Bowser, while not accused of issues as serious as those of other councilmembers, has made news about the Park Southern, a large apartment complex with many serious, unaddressed problems: mold, water leaks, living and dead rodents, broken utilities and more. The operators were also over $600,000 behind on payments to the city for a loan, an audit found that security deposit money disappeared and they didn't pay the city all of the rent money they collected. The complex's operators are supporters of Bowser, organizing voters for her and donating $20,000 to her campaign. Then during the fracas about the building, Bowser blocked requests by Mayor Gray to hold hearings on the issue, tried to let the organizers sell the building before the city seized it, and then questioned the city's ability to seize it. Bowser, for her part, denied blocking attempts to investigate the issue and refused to return the $20,000 donated by the operators. The Post put it this way in a fact check on the issue:
“I don’t see any reason to return contributions when the people who are have — these are accusations that have been made against them, and none of them have been founded,” Bowser said.There's also been concerns recently about an unregistered group made up of ex-offender activists and a former city official who were supporting Bowser and opposed to Catania. The group appeared with Bowser supporters like Marion Barry and made signs and shirts with anti-Catania messages, but did not put disclose who paid for them, which is required by law. It turns out that an investigation a few years ago requested by Catania found that the group's organizers had mismanaged city funds, including diverting money for an AIDS program to fund one organizer's strip club. He was fined $1 million. Catania supporters called it another shadow campaign.

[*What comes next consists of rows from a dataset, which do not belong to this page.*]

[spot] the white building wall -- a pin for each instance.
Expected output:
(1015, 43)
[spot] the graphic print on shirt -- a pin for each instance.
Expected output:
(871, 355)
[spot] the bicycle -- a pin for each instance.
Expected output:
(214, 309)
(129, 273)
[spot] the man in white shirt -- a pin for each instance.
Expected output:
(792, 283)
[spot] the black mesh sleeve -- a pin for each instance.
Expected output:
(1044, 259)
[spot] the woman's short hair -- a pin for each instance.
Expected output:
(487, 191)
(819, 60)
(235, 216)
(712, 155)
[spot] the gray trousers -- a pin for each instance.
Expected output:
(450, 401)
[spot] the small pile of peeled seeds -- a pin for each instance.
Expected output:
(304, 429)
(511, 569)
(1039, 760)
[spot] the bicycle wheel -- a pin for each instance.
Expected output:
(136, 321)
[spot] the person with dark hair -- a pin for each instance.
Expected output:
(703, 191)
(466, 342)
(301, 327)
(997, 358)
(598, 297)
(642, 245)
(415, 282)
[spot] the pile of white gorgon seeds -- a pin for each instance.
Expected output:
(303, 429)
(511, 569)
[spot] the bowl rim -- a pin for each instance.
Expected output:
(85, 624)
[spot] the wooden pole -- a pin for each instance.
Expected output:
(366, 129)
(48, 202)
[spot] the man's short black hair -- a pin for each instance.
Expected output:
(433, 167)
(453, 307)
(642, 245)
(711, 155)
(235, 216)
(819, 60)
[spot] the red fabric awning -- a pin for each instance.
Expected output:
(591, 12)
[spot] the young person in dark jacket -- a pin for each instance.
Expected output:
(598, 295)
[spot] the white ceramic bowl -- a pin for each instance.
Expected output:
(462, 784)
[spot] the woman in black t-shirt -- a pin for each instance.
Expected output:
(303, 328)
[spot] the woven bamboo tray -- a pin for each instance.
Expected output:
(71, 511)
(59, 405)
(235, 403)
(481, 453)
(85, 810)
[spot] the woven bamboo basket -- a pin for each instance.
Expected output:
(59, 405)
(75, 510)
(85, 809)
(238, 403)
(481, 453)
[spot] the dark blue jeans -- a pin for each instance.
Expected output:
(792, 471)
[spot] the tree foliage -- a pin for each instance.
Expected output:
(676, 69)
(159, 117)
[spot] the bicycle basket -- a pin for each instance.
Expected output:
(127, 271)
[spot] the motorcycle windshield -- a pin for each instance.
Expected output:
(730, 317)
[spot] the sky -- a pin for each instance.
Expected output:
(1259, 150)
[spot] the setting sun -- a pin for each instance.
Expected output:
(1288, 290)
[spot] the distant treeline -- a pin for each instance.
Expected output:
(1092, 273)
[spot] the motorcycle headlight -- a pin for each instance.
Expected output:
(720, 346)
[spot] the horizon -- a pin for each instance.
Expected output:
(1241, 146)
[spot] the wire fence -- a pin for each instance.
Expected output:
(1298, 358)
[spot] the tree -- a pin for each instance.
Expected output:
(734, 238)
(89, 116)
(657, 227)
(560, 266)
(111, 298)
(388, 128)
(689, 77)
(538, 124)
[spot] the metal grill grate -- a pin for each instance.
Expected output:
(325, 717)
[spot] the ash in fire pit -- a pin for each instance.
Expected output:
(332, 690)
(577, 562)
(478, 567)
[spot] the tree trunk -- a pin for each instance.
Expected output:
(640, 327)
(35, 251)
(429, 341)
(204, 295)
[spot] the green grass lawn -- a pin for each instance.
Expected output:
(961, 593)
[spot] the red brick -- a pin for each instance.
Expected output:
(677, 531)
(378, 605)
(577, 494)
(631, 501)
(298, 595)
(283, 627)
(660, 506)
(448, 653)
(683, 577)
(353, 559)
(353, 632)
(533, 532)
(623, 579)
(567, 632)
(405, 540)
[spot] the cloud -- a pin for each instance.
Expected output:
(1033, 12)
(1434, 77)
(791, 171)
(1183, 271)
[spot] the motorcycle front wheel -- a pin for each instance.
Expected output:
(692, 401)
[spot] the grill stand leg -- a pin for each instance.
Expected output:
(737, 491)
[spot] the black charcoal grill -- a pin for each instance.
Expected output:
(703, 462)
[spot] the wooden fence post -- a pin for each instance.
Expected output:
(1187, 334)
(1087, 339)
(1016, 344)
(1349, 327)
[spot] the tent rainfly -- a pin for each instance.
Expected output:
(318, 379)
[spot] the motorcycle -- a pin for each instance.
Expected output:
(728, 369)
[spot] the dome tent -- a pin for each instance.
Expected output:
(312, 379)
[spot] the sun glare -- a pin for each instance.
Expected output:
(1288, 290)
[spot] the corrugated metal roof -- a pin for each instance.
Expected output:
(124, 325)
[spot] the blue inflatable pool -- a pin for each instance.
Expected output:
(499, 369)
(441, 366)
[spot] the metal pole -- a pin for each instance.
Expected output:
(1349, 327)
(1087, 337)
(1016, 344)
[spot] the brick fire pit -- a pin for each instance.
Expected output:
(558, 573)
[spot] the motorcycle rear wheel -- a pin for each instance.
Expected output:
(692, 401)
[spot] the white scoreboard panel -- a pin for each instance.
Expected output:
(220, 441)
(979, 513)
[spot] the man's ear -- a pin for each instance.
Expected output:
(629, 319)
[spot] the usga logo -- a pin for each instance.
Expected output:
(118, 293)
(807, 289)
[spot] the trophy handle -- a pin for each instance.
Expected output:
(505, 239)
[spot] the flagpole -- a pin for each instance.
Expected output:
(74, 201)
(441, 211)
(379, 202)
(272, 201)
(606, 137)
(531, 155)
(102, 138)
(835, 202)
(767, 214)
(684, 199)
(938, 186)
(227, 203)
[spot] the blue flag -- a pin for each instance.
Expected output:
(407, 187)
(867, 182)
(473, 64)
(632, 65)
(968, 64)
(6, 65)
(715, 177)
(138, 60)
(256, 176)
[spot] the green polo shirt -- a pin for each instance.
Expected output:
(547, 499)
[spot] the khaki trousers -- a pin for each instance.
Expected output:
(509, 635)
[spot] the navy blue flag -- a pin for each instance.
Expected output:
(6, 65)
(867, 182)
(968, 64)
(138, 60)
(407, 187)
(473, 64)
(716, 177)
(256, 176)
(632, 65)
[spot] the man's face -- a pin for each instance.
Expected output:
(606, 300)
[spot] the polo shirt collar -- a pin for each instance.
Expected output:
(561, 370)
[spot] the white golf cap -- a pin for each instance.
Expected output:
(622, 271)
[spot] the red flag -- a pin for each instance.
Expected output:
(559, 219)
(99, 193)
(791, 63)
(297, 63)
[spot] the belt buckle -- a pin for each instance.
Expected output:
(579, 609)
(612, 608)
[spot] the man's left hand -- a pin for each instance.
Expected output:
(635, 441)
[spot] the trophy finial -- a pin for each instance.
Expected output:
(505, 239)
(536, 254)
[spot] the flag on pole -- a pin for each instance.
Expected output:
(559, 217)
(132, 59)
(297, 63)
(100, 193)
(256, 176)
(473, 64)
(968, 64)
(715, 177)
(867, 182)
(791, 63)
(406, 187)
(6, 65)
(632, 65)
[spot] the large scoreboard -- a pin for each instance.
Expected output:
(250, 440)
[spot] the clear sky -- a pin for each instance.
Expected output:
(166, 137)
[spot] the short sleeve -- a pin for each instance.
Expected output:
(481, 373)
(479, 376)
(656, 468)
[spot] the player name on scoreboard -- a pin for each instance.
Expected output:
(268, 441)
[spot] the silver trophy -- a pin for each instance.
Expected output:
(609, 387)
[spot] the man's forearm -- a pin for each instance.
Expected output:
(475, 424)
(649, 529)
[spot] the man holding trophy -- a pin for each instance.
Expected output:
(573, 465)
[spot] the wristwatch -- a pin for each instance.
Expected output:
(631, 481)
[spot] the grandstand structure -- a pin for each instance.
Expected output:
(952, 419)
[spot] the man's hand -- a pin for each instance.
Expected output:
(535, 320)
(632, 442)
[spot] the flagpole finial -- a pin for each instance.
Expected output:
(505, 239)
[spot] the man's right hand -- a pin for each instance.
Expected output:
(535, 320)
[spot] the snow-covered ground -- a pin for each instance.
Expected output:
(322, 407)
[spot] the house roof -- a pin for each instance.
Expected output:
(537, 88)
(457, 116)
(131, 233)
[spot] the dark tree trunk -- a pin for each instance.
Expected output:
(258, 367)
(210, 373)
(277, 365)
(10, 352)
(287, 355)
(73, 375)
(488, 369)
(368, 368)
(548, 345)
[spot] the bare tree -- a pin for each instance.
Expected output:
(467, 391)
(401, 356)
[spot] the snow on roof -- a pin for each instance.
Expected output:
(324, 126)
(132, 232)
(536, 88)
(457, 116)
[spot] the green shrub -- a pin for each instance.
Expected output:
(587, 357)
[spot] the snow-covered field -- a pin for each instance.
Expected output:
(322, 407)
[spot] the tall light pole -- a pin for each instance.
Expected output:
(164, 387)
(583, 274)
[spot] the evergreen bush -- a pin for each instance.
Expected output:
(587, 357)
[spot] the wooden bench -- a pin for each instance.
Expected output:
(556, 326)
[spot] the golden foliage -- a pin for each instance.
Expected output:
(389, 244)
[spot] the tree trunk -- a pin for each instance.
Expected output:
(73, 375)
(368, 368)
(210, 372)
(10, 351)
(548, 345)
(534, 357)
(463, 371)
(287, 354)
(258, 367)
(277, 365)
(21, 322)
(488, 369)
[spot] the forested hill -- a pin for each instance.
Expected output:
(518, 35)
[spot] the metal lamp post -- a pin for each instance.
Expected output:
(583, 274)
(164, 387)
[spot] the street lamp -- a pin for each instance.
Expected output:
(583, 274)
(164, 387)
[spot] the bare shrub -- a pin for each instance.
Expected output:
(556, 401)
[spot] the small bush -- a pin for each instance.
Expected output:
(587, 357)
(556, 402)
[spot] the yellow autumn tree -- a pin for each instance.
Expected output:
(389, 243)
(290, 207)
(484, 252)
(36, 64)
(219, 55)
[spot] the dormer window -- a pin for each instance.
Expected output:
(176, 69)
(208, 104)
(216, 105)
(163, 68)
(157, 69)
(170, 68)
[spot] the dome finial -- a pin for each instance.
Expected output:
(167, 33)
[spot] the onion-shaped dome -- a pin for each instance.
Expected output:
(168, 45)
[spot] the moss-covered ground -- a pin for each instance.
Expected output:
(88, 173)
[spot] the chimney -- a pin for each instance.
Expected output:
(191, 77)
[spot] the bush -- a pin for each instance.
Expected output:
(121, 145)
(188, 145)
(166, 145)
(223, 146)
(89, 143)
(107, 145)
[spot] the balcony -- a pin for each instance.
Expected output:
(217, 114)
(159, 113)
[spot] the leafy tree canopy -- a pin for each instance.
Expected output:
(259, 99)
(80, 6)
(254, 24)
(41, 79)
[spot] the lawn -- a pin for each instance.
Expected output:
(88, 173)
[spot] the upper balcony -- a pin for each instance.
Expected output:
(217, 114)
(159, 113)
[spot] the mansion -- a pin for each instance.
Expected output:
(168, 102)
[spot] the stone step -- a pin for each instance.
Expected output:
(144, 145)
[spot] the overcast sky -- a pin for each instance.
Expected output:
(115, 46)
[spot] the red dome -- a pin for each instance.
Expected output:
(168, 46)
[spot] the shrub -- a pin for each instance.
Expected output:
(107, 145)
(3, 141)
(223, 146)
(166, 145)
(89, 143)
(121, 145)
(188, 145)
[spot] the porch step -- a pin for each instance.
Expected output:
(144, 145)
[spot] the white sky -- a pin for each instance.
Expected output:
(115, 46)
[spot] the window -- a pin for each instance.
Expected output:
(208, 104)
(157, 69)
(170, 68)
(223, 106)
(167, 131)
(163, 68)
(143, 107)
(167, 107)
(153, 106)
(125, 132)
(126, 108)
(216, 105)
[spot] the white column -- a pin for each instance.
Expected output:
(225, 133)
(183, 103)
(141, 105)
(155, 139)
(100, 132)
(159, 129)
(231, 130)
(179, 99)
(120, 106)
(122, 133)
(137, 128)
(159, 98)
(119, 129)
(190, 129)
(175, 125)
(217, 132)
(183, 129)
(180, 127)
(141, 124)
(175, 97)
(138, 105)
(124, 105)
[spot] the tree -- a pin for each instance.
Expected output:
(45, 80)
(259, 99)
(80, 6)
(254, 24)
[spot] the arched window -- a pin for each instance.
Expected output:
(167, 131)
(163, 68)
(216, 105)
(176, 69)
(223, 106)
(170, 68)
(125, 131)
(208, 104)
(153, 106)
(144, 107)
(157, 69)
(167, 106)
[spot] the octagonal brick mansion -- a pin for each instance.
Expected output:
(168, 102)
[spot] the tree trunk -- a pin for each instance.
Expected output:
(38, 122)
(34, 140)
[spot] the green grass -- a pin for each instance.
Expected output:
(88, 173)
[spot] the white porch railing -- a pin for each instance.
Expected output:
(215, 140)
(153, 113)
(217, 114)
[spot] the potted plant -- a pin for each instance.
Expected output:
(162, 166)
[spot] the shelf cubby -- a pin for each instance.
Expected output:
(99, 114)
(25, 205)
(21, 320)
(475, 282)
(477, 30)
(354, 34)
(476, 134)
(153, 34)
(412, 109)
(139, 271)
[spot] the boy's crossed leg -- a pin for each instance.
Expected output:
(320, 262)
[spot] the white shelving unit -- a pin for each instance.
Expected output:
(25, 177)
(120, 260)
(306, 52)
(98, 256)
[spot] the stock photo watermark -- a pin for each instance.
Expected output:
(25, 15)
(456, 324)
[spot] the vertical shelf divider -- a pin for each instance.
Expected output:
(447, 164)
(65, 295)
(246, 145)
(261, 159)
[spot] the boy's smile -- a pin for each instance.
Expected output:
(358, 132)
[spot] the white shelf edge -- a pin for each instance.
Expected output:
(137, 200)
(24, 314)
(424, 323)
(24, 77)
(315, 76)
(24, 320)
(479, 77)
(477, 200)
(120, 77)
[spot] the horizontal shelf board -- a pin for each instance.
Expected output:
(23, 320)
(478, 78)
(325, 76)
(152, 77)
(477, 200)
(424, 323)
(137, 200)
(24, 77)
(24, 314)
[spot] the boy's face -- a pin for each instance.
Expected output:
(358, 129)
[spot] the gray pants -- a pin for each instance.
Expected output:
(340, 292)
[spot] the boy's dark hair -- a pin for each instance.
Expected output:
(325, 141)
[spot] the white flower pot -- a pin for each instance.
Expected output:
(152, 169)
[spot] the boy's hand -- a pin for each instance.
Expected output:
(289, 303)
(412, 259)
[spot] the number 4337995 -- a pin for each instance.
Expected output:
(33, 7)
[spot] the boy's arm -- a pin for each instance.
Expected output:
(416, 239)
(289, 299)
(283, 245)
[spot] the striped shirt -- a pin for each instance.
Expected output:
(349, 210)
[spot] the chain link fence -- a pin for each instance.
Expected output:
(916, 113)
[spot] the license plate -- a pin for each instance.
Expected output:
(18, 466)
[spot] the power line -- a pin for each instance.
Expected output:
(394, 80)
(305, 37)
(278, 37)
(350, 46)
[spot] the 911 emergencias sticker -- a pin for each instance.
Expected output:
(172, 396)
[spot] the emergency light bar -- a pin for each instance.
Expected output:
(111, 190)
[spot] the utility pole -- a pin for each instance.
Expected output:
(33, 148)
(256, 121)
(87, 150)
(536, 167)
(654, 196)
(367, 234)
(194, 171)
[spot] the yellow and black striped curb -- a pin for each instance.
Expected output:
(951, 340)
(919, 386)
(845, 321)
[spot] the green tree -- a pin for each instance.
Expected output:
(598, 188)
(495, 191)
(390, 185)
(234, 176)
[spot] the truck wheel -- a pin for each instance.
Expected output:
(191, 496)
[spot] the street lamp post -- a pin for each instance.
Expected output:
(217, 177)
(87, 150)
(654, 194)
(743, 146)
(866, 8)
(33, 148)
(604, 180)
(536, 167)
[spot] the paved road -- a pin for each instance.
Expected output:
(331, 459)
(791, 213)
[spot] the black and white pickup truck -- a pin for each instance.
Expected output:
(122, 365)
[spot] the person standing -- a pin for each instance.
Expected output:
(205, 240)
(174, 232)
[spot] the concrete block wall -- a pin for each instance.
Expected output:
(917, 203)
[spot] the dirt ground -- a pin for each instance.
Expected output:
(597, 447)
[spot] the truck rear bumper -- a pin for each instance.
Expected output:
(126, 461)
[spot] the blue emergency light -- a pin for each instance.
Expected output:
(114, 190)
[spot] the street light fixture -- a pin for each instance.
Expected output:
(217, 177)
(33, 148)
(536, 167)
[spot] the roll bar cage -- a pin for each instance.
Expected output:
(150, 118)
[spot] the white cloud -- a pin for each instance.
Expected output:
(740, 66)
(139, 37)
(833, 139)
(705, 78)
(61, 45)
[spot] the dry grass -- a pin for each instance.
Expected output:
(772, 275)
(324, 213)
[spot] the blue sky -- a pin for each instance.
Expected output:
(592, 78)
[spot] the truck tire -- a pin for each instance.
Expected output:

Moments earlier, Bowser used a different logic when explaining why she did not hold a council oversight hearing but called for an independent investigation:
“I think there have been enough allegations of misusing funds, allegations that money wasn’t properly spent, so yes, I think the IG who has investigators and auditors, is the exact right place to go.
Despite being in the Council for many years, Catania is not part of the establishment: he's an independent and former Republican -- he left the GOP in 2004 over opposition to George W. Bush's policies, including indifference to cities and opposition to gay marriage, and Catania supported John Kerry that year. I like that. At this point, after so much scandal, I think DC needs someone who isn't part of the regular group of politicians who does the same old thing.
The only knock against Catania I've seen is that his personality can be abrasive. Councilmembers don't like him. Being able to work with the Council is important for the mayor, but then again, at one point half the council was under investigation. Outgoing councilmember Jim Graham, who supports Bowser, said this comparing Catania and Bowser: "One gets things done with a few broken bones, and the other doesn’t get things done."
I'd much rather have someone who may be abrasive but works hard, knows the issues and gets things done for this city than somebody who is nice but does nothing, or just continues the status quo. I don't even see how that's a contest. I endorse David Catania, and I hope you vote for him.